Here we classify the data by key, each time we follow the key to get the link, the benefit is that the saved data is a whole, now think about the problem of data preservation

    • 1 can be inserted in a holistic manner

      Advantage: Fast database operation is not a waste of time.

      Disadvantage: Some books may have hundreds of chapters also means to save hundreds of pages of content before inserting, this is also very memory-intensive, the Nineth theater may cause the program to run unstable.

    • 2 You can insert a database in the form of each article.

      Advantages: page fetching is saved so that the data can be saved in a timely manner, even if subsequent errors do not need to resave the previous chapters,

      Disadvantage: It is also obviously slow, think carefully if you want to crawl tens of thousands of pages to do tens of thousands of times *n database operation here can also do a cache one time to save a certain number of points when the number of bars to do to save this is also a good choice.

/** * Traversal of all chapters in a single book crawl method * @param {*} list */Const MAPSECTIONLIST =(List) = {ReturnNewPromise ((Resolve, reject) = {Async.maplimit (list,1,(Series, callback) + = {let doc = Series._doc; GetContent (Doc, callback)},  (err, result) = {if (err) {Logger.error (  ' book directory fetching asynchronous execution Error! '); Logger.error (ERR); Reject (false); return;} const bookname = List[0].bookname; const key = List[0].key; //is saved as a unit Saveallcontenttodb (Result,www.97yingyuan.org  bookname, key, resolve);  //is saved as a unit for each article //logger.info (bookname + ' data capture complete, Go to the next book grab function ... '); //resolve (True);}) })}

Both have pros and cons, and here we have all tried. Two sets of errors saved are prepared, Errcontentmodel, Errorcollectionmodel, save the information to the corresponding collection when an error is inserted, either. The reason for adding collections to save data is to make it easy to view and follow up, without looking at the logs.

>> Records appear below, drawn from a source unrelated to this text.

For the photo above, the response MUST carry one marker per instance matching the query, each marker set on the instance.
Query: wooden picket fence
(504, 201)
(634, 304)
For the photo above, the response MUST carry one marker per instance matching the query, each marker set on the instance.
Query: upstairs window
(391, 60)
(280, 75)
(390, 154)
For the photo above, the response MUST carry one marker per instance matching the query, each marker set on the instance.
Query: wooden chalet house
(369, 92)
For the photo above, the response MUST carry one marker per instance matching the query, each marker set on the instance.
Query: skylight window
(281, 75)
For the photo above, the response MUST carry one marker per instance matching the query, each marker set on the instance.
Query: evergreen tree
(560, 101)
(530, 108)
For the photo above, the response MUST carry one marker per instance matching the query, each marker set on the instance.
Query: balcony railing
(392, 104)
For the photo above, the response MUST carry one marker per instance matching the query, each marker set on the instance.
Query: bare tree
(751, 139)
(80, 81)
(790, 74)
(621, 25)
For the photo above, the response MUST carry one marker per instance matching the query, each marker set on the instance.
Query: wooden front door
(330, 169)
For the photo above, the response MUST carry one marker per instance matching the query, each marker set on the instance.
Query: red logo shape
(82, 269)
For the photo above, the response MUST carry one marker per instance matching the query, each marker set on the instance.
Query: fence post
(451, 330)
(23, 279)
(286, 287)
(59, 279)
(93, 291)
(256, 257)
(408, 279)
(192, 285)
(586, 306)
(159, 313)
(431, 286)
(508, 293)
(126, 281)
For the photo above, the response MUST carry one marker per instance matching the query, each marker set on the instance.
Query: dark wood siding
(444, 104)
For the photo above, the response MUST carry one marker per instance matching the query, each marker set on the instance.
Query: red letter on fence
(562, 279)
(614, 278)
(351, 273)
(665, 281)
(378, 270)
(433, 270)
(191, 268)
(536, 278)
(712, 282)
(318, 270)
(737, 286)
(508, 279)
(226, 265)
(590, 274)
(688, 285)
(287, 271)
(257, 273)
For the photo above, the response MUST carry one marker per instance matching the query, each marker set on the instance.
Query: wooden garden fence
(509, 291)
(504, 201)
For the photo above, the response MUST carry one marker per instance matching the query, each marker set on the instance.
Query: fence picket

(PS, in fact, completely with Errorcollectionmodel this collection can be, Errcontentmodel this collection can complete save chapter information)

//保存出错的数据名称const errorSpider = mongoose.Schema({    chapter: String,    section: String,    url: String, key: String, bookName: String, author: String,})// 保存出错的数据名称 只保留key 和 bookName信息const errorCollection = mongoose.Schema({ key: String, bookName: String,})

We put the contents of each book's information into a new set, and the collection is named by Key.

Summarize

The main difficulty in writing this project is the control of the stability of the program, the setting of the fault-tolerant mechanism, and the record of the error, the project is basically able to run a one-time run-through process. But the program design also certainly has many problems, welcome to correct and communicate.

Nodejs crawler captures ancient classics, a total of 16,000 pages experience summary and project sharing

Contact Us

The content source of this page is from Internet, which doesn't represent Alibaba Cloud's opinion; products and services mentioned on that page don't have any relationship with Alibaba Cloud. If the content of the page makes you feel confusing, please write us an email, we will handle the problem within 5 days after receiving your email.

If you find any instances of plagiarism from the community, please send an email to: info-contact@alibabacloud.com and provide relevant evidence. A staff member will contact you within 5 working days.

A Free Trial That Lets You Build Big!

Start building with 50+ products and up to 12 months usage for Elastic Compute Service

  • Sales Support

    1 on 1 presale consultation

  • After-Sales Support

    24/7 Technical Support 6 Free Tickets per Quarter Faster Response

  • Alibaba Cloud offers highly flexible support services tailored to meet your exact needs.